BY: Ben Eguzozie
- Where does this leave valuations, how core is Africa to its portfolios?
- But the continent is resilient, upstream capex to rise by 2022 beyond 2019 levels
“After the Crash – What’s next?” This is the question posed by Africa Oil Week (AOW) in its two key reports recently released, which looked at the impact on Africa’s upstream and deepwater LNG, which have been hard-hit
by latest demand supply crisis in the oil and gas market as a result of the Covid-19 pandemic.
The two complimentary reports, produced in association with Wood Mackenzie, compared AOW’s latest data with its Q1 2020 view. It states that this year (2020), global oil and gas markets suffered a double crisis of supply and demand. And Africa has been hit hard, and widespread cuts and project deferrals have been implemented. As a result, what has changed in the African upstream and offer future projections.
According to AOW, the comparison reveals striking changes in investment, production and value, as companies adjust to the new market conditions. These include: upstream spend in 2020 is down $14 billion; foreign direct investments (FIDs) targeted in the next 18 months are down from 22 to 3; upstream value in Africa is down one-third ($200 billion); deepwater and LNG investment are hit hardest; no resource theme is immune.
But cuts are particularly severe in deepwater and LNG.
Capital expenditure revisions on deepwater West Africa projects and deferrals on large LNG projects in Senegal,
Mauritania and Mozambique both contribute.
The oil majors (Shell, Chevron, ExxonMobil, Total, Eni) are responsible for most international investment in Africa’s upstream sector, and they are cutting heavily. Cuts are expected to be larger than elsewhere in their portfolios. The report said national oil companies (NOCs), led by OPEC+ members, have cut deepest in the short-term. Africa-focused Eni and Total account for the bulk of production cuts by the majors in the next five years. But where does this leave valuations, and how core is Africa to their portfolios now?
AOW said oil and gas supply versus demand crisis had a hit on investment to Africa, which had been hit hard, resulting in deep production losses, with upstream capital spend down $14 billion in 2020, reducing by 23 percent over the next five years. High cost deepwater projects in West Africa and LNG projects in East Africa have equally suffered the deepest cuts. The oil majors lead on cost cutting, with capital spend down $6 billion in 2020. Their spending reductions in Africa are expected to be greater than global portfolio averages. As a result, the expected foreign direct investments (FIDs) in 2020 have fallen from 10 to one.
“FIDs decimated: down from 22 to just three over 2020-21, most project deferrals will be in excess of one year, highlighting the scale of the crisis,” the AOW report said.
On the production side, AOW said African production will decline for the first time since 2016, down 1.3 million b/d in 2020 as demand falls, and OPEC cuts take effect. It is “the first year-on-year fall since 2016.” Also, delayed, deferred and cancelled investments will slow the rebound.

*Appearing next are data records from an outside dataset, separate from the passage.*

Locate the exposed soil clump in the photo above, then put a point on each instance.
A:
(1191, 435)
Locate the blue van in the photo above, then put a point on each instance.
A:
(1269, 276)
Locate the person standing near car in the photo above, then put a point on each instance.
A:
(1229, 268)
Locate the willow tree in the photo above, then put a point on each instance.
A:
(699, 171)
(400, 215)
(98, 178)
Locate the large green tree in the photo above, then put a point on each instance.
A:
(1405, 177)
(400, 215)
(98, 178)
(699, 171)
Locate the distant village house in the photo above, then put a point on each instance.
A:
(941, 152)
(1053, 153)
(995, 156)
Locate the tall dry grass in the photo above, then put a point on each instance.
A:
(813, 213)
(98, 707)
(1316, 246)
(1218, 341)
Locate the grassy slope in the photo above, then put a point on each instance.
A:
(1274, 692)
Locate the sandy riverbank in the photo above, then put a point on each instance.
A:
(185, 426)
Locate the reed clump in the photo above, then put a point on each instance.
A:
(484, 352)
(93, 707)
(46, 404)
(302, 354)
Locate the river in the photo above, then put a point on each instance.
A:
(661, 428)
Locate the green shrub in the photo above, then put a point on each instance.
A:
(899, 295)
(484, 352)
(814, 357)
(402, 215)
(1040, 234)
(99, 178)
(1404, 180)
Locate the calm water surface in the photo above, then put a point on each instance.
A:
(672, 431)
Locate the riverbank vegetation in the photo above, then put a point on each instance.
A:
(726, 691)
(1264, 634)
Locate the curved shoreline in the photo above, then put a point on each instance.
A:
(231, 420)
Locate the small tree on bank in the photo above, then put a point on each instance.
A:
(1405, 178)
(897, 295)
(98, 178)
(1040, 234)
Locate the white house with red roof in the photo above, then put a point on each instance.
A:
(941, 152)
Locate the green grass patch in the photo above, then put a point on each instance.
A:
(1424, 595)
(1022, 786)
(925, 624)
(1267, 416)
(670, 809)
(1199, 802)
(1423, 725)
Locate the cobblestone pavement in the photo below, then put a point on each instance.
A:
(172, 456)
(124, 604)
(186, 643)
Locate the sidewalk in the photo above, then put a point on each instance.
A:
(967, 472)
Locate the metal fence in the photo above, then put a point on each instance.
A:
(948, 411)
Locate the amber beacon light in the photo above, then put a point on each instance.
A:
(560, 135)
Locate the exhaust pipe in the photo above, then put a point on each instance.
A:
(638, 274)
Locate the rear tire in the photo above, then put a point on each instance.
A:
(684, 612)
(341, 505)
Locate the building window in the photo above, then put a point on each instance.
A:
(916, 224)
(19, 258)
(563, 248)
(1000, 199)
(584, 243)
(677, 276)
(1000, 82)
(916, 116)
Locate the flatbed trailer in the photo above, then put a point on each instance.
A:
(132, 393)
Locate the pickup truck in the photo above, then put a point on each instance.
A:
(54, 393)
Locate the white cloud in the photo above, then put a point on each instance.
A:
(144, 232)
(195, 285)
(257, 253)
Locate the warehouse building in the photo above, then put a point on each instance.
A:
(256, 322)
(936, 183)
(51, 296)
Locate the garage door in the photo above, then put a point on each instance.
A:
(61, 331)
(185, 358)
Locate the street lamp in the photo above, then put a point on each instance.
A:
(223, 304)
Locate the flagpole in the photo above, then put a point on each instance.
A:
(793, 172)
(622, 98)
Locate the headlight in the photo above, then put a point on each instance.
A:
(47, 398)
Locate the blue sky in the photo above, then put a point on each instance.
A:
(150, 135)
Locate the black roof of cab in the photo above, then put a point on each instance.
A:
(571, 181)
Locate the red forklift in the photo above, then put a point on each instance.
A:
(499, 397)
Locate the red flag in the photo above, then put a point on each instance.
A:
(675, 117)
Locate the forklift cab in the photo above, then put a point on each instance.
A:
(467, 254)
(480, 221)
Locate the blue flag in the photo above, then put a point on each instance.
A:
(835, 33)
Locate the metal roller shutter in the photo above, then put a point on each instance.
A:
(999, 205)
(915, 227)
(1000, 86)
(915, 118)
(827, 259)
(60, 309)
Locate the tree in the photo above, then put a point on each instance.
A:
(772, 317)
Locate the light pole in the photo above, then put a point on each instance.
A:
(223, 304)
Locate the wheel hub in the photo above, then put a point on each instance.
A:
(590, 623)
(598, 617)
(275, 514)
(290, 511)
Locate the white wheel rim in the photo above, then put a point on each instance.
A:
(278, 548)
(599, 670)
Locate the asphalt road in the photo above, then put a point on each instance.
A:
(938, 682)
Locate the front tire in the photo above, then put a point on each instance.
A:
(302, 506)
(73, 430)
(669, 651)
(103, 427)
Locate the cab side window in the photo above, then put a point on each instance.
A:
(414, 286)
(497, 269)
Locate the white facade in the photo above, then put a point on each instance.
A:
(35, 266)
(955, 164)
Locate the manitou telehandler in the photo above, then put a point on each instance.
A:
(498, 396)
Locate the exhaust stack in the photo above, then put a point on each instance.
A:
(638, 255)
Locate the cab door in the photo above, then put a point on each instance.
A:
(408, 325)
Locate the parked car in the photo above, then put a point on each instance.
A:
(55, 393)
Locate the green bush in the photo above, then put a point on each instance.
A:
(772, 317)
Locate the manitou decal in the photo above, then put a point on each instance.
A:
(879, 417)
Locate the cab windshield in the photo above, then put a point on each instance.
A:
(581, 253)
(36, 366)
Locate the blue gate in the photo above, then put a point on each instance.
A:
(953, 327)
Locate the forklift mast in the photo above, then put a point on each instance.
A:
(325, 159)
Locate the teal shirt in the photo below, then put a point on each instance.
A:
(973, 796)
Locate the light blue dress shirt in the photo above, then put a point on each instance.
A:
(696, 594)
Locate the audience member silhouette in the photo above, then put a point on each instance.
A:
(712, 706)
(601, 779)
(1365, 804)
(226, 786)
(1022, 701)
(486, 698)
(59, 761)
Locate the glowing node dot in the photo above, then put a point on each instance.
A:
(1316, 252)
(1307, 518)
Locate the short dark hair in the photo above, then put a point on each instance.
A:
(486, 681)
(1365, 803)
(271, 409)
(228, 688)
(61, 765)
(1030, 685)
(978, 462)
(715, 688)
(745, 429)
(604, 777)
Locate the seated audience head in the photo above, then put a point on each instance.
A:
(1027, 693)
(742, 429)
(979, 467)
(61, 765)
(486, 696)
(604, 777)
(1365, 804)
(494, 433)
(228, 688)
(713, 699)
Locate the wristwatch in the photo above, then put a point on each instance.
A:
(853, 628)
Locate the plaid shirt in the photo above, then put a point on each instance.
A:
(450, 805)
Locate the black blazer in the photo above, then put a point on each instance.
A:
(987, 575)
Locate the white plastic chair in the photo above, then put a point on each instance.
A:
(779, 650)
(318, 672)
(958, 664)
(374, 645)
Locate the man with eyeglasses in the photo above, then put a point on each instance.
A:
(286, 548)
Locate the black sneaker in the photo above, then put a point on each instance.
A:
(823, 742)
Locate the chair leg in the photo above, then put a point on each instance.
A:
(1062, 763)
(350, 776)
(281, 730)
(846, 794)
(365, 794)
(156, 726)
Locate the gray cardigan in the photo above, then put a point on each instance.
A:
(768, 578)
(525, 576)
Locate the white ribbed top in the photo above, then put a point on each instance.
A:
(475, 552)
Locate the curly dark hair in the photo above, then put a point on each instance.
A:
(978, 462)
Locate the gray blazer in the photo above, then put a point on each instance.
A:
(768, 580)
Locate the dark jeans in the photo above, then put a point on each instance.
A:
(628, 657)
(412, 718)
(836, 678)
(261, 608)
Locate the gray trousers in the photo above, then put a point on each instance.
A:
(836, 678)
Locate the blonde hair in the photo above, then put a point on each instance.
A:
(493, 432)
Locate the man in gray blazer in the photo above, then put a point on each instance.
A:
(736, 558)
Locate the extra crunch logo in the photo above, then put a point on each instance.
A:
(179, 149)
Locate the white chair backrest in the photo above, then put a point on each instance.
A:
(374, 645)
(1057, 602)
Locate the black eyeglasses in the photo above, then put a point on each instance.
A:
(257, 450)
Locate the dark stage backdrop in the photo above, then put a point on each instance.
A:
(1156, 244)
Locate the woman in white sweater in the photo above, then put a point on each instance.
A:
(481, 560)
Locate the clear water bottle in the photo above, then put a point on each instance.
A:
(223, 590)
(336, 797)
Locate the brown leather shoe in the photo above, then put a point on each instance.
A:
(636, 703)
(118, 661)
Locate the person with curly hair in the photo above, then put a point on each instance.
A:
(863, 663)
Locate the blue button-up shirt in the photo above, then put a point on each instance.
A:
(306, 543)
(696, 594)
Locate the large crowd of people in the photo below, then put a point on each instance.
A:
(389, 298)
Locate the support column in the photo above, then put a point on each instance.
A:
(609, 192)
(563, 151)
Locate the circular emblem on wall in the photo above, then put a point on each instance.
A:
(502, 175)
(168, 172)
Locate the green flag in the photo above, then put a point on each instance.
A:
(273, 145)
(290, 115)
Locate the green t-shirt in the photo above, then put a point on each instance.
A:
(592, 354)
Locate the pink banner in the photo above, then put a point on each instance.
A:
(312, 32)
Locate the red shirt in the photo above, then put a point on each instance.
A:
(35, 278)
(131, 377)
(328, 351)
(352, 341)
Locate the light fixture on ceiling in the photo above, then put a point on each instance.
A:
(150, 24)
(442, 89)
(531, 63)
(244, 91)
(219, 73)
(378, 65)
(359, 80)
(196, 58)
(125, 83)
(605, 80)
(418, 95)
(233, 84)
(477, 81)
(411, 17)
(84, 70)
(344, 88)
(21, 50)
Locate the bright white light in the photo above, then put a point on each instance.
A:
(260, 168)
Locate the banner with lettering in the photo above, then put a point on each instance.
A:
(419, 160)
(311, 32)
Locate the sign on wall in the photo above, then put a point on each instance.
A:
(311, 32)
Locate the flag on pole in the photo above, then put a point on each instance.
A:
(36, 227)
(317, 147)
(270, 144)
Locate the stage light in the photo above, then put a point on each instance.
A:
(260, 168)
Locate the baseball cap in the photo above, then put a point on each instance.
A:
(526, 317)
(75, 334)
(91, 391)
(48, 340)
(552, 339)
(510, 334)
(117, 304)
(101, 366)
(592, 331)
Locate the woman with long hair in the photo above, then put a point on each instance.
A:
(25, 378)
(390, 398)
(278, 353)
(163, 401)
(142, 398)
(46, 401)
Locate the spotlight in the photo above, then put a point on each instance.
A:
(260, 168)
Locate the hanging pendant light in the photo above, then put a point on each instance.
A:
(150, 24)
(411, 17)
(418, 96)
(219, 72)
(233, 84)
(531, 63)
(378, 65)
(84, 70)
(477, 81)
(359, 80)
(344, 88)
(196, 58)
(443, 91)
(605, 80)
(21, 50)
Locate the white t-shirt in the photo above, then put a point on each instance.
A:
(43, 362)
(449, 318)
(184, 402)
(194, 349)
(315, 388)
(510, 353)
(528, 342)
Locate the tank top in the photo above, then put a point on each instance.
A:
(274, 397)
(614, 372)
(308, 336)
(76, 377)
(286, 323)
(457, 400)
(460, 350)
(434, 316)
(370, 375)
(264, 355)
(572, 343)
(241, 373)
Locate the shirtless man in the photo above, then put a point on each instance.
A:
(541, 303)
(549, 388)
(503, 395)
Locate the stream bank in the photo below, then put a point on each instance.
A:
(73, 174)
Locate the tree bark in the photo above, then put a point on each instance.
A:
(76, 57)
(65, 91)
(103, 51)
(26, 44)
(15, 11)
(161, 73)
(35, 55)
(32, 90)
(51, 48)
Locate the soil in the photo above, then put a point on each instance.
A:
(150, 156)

On the gas sector, weakened gas demand will cause short-term losses in North Africa, while East Africa faces mid-term losses as LNG projects are delayed. National oil companies (NOCs) led by OPEC+ members have the deepest production cuts.
On the economic front, upstream value in Africa is down by one third or $200 billion. African upstream NPV10 falls by one-third. LNG and conventional shelf projects have been hardest hit, with the value reduced by less than 50 percent. Overall, NOCs lose most value, but mid-caps suffer biggest percentage reduction. Sub-Saharan Africa suffers the biggest reduction, while value from LNG projects more than halves. The oil majors have lost 32 percent of upstream value.
Africa Oil Week says with upstream spend in Africa down by $14 billion in 2020, the share of hydrocarbons in global energy demand could fall from 90 percent today to 50 percent by 2050. Furthermore, Africa’s deepwater and LNG suffered deepest cuts to 2020 capital investment. With this development, onshore lower-cost developments are expected to receive smaller cuts. The majors lose 32 percent of upstream value, mid-caps fair worse with 39 percent losses. The impact of this aligns with hardest-hit resource themes, production shut-ins and project downgrades.
Nevertheless, Africa Oil Week says, with a growing, energy-hungry population, Africa appears to be resilient, with upstream capital expenditure forecast to exceed 2019 levels by 2022.
Africa Oil Week is an event that brings together governments, national and international oil companies, independents, investors, the G&G community and service providers.